I went to the Royal Northern College of Music, but derived little benefit from it.  Professional musicians need to be prepared to compete with others. A threatening sense of individuality led me to suspect that, since we need to be loved, competition is corrosive to the human spirit. We must love one another or die, as Auden wrote on the brink of hostilities in 1939. 

Instead, my first paid job as a pianist was to accompany dancers, to be that person who sat patiently in the corner of a succession of studios in Chester and London whilst dancers developed their choreographies, their enchaînements or simply worked at the barre . For them I provided stimulating and meaningful music. Most pianists who do this sort of thing hone their reading skills to razor-sharpness, but not in my case. I found it quicker, easier and ultimately more successful to invent new music at the drop of a hat. These formative experiences account for some of the music on these webpages. 

I played with Northern Soul Bands in the 70s. After the endless invention of the dance school, the realization that what everyone wants is that you “play that funky  music …  white boy …  till you die” , I loosened up a little, and discovered the awesome power of a cool piano riff, something so dazzling that it might have underscored the creation of the cosmos, and yet so physical that you have to dance all night.
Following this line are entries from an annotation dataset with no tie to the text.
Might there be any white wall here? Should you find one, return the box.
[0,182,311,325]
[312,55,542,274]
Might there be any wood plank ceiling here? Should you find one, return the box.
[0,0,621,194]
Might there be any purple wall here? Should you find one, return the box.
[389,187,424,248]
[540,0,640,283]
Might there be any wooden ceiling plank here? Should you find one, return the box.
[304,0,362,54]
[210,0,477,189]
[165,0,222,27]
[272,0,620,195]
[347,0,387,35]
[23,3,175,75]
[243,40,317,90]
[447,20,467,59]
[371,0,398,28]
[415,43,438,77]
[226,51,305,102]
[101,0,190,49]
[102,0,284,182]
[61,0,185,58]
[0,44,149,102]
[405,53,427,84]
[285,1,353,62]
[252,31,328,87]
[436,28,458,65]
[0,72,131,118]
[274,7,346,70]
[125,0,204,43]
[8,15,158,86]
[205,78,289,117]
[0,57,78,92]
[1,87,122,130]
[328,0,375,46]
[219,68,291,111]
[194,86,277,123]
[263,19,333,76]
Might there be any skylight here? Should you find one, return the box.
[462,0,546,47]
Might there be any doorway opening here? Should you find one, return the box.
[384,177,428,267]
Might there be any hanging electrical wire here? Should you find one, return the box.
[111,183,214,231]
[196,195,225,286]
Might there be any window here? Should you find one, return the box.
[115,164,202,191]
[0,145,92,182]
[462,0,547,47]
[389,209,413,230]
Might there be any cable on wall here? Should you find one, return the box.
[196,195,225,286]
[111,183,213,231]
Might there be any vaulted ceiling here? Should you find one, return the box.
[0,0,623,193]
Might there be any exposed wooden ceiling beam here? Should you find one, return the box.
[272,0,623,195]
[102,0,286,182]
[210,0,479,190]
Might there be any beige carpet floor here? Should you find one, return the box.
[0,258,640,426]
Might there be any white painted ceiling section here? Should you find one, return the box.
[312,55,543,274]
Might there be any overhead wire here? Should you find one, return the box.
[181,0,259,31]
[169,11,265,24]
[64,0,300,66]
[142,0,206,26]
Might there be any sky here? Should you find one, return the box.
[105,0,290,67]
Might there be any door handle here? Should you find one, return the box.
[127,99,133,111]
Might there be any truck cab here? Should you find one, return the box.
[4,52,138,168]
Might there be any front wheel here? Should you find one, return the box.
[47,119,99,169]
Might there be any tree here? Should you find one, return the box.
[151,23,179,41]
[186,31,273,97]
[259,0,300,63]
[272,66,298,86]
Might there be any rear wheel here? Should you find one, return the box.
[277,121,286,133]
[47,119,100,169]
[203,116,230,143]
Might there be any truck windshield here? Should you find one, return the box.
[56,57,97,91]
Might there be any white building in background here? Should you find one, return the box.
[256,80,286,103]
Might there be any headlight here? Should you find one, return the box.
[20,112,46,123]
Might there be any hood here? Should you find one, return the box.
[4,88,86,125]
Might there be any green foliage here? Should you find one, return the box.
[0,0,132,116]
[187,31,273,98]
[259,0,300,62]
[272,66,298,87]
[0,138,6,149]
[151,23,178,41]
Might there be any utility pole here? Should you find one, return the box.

Riffs that never stop, because they’re still going on, somewhere, it’s just that we can’t hear them as we move out of their orbit. We need to sleep, even if they don’t. 

And then, when I had a family I moved with tectonic inevitability into the education system, which, like prostitution, is a place where you get paid for doing things that others want you to do. As a teacher I was probably average: I liked most of my students and felt sorry for more of them. What I actually taught was fatuous nonsense, especially in the nineties, when I took the lid off the dustbin of music analysis, tried to write like Foucault, and found accurate and pithy ways of summing up what others already knew, but had the grace to remain silent.  

I travelled. Moscow, the Middle East, Holland. In Cairo, a teenager asked me “what, exactly, is music?”. And, as quick as a flash, without thinking I said “encoded knowledge”. (I’d been thinking about it for a while.) Oh, she said, visibly crestfallen.  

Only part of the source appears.